- Location: Baghdad, Iraq
- Date: 25 October 2009 10:30 am – (UTC+3)
- Target: Multiple
- Attack type: Car bombs
- Deaths: 155
- Injured: 721+
- Perpetrators: Islamic State of Iraq

= October 2009 Baghdad bombings =

2009 ISIS terror attack in Baghdad, Iraq

The 25 October 2009 Baghdad bombings were attacks in Baghdad, Iraq which killed 155 people and injured at least 721 people.

==Attack==
The attack was caused by two suicide car bombs, in a minivan and a 26-seat bus, which targeted the Ministry of Justice and the Baghdad Provincial Council building in a quick succession at 10:30 am local time. The Ministry of Municipalities and Public Works, which is approximately 50 m from the Justice Ministry, also sustained severe damage. Among the dead were 35 employees of the Ministry of Justice and at least 25 staff members of the Baghdad Provincial Council. Among the wounded were three American contractors. A bus carrying children from a daycare next to the Justice Ministry was also hit, killing the driver and 2 dozen children on board as well as wounding six other children.

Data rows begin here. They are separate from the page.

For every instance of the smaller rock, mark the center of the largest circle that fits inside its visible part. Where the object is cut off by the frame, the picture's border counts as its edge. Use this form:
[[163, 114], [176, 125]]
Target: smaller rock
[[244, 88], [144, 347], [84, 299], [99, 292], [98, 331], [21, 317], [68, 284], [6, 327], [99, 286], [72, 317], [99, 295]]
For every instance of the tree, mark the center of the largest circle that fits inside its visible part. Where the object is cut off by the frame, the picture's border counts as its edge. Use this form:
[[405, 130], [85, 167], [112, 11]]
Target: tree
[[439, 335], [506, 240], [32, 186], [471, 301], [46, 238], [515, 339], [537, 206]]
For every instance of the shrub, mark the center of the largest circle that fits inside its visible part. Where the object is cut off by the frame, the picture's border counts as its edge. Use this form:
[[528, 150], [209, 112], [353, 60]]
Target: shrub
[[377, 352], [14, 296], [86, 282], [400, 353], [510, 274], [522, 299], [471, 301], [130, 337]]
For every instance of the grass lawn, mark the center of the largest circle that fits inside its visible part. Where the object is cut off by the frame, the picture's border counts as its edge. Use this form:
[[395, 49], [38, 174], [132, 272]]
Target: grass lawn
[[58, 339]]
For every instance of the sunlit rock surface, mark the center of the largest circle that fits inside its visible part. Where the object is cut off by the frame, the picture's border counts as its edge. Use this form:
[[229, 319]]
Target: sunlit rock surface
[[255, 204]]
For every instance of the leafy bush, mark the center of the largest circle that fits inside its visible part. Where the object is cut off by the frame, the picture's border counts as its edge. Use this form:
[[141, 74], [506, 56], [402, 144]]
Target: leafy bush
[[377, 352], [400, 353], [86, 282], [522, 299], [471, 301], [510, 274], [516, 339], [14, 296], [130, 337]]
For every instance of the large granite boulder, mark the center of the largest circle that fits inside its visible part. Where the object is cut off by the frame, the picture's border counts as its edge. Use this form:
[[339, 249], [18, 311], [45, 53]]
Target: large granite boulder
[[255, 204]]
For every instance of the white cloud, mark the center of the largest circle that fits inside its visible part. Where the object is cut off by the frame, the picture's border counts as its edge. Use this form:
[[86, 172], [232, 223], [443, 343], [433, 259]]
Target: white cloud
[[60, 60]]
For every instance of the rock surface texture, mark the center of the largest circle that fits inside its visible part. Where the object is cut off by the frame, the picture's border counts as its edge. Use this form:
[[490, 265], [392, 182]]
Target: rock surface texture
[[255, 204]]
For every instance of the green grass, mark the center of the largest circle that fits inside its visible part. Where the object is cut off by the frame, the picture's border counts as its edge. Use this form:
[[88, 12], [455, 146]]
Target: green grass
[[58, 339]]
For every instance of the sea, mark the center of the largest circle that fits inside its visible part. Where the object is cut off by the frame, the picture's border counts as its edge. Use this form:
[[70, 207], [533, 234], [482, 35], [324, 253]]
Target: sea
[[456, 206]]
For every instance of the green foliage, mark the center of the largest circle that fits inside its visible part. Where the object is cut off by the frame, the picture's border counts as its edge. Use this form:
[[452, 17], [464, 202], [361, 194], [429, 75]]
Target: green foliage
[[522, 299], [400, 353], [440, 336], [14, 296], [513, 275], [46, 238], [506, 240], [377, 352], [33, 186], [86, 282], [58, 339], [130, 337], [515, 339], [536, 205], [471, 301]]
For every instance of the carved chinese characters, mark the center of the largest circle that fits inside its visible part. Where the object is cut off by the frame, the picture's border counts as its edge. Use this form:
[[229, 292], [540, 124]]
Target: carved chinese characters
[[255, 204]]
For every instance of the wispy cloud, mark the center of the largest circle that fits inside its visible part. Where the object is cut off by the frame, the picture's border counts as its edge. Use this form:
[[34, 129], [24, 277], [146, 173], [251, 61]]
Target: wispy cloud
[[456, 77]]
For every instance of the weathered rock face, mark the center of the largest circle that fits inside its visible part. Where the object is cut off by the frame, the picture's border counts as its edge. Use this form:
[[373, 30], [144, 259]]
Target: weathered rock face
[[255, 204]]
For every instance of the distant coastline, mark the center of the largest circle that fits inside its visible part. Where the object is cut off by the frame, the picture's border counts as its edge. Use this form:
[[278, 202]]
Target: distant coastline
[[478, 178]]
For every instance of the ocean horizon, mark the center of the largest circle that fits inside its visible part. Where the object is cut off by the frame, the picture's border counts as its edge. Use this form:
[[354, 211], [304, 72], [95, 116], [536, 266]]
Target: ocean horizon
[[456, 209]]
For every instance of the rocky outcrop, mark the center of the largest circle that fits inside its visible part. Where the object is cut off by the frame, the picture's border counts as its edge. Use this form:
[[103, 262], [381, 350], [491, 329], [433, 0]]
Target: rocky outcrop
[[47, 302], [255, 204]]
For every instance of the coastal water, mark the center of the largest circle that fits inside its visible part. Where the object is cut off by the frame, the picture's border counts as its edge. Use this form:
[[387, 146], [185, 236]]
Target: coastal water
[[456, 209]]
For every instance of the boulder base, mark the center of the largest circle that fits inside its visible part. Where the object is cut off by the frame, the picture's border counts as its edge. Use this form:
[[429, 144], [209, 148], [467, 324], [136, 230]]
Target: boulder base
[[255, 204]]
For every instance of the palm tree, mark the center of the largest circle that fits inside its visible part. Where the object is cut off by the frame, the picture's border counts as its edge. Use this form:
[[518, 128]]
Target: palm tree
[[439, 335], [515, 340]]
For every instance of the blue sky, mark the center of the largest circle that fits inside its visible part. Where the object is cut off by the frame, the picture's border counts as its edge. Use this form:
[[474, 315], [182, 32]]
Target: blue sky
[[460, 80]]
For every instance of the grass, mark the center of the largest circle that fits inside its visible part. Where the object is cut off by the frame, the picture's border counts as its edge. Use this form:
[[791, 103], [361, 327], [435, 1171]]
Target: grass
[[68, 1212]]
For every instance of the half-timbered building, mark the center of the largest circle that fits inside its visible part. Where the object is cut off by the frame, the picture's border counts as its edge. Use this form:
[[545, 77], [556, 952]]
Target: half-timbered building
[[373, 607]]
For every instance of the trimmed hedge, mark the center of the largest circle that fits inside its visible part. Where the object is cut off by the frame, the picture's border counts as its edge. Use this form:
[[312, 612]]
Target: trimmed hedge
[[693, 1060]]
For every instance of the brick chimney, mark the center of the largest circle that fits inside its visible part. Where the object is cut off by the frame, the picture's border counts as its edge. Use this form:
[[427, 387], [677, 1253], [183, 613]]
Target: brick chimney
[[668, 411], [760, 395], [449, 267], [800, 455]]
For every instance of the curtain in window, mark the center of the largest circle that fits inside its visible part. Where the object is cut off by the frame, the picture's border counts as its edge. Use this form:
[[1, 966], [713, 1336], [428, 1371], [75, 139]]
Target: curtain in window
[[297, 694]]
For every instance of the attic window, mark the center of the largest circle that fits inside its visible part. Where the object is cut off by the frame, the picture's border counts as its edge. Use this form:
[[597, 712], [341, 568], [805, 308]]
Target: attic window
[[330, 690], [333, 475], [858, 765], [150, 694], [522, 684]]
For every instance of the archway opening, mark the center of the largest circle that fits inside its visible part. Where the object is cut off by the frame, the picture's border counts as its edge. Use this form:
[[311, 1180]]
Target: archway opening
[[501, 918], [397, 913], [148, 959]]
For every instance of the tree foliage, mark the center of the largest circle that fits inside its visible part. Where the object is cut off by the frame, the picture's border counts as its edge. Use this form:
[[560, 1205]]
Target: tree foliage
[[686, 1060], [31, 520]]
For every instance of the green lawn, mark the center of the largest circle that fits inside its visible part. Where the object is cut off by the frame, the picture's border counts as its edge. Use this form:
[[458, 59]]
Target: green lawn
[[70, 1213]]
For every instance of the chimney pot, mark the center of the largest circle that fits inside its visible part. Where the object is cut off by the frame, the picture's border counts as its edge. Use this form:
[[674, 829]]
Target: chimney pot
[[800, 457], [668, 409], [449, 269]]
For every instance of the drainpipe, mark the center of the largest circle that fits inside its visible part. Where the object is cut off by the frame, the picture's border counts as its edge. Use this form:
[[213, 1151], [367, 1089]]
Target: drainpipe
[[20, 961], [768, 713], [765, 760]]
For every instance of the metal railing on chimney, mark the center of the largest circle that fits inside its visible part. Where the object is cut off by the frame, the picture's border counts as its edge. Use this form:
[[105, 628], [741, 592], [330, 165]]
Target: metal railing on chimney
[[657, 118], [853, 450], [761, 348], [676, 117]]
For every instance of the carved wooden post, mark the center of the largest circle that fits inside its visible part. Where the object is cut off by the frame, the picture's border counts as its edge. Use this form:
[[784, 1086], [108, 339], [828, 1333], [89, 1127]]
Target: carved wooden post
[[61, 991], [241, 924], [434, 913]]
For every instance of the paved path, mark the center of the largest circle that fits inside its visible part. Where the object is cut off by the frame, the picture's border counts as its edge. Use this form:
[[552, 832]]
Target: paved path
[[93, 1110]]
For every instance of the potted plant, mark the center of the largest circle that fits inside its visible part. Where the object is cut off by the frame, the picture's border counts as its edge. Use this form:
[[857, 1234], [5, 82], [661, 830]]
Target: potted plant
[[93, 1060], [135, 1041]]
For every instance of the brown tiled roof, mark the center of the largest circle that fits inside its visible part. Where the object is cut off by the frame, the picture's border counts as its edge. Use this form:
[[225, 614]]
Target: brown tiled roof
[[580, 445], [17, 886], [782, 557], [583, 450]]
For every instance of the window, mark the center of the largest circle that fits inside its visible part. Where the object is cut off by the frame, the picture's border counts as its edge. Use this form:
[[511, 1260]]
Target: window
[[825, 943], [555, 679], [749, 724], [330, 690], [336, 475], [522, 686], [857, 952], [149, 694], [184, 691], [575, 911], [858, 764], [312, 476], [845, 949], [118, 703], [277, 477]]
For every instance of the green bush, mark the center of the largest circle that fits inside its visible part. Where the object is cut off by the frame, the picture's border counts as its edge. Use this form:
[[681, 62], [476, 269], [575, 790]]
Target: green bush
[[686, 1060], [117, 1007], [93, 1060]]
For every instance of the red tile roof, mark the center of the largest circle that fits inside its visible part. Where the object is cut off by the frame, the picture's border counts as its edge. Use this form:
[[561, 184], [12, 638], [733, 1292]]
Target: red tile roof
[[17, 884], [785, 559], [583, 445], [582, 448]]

The blasts badly damaged St George's church, the only Anglican church in Iraq. Canon Andrew White reported body parts had been blown into the church by the explosion and that a humanitarian medical clinic which operated on the site had been destroyed.

It was the deadliest attack in Iraq since August 2007 and took place very close to where car bombers killed at least 120 people at the Foreign and Finance Ministries two months earlier.

==Perpetrators==
Iraqi Deputy Interior Minister Ahmad al-Khafaji told Adnkronos International (AKI) that the bombs were manufactured inside the Green Zone, in a location right next to the blasts. Deputy Minister al-Khafaji said, "It seems the individuals who carried out the attacks had rented a house or commercial premises in a sidestreet of the area they intended to target and gradually sneaked in the bomb-making materials."

On 11 March 2010, Iraqi police arrested Munaf Abdul Rahim al-Rawi, the mastermind of the bombings. His capture also led to the death of Al-Qaeda leaders Abu Ayub al-Masri and Abu Omar al-Baghdadi. Al-Rawi was called the "Governor of Baghdad" and masterminded many of the other Baghdad bombings since Aug. 2009, according to Major General Qassim Atta, a Baghdad military spokesman.

==Political effects==
Iraqi Prime Minister Nouri al-Maliki had been trying to portray the country as safer than the period of civil war from 2006 to 2008. Local politicians said the blasts were trying to destroy faith in Prime Minister Nouri al-Maliki and his ability to secure the country after the U.S. withdrawal. He faced re-election in January 2010, and much of his popularity had rested on the safety of the country. The bombings prompted some Iraqis to reconsider their support for the Prime Minister.

The Prime Minister responded, stating, "The cowardly acts of terrorism which occurred today, must not weaken the resolution of Iraqis to continue their journey and to fight the followers of the fallen regime, the Baathists and al-Qaeda."

US President Barack Obama strongly condemned the attacks; Secretary of State Hillary Clinton said in a statement that the U.S. would work together with Iraqis "to combat all forms of violence and attempts at intimidation."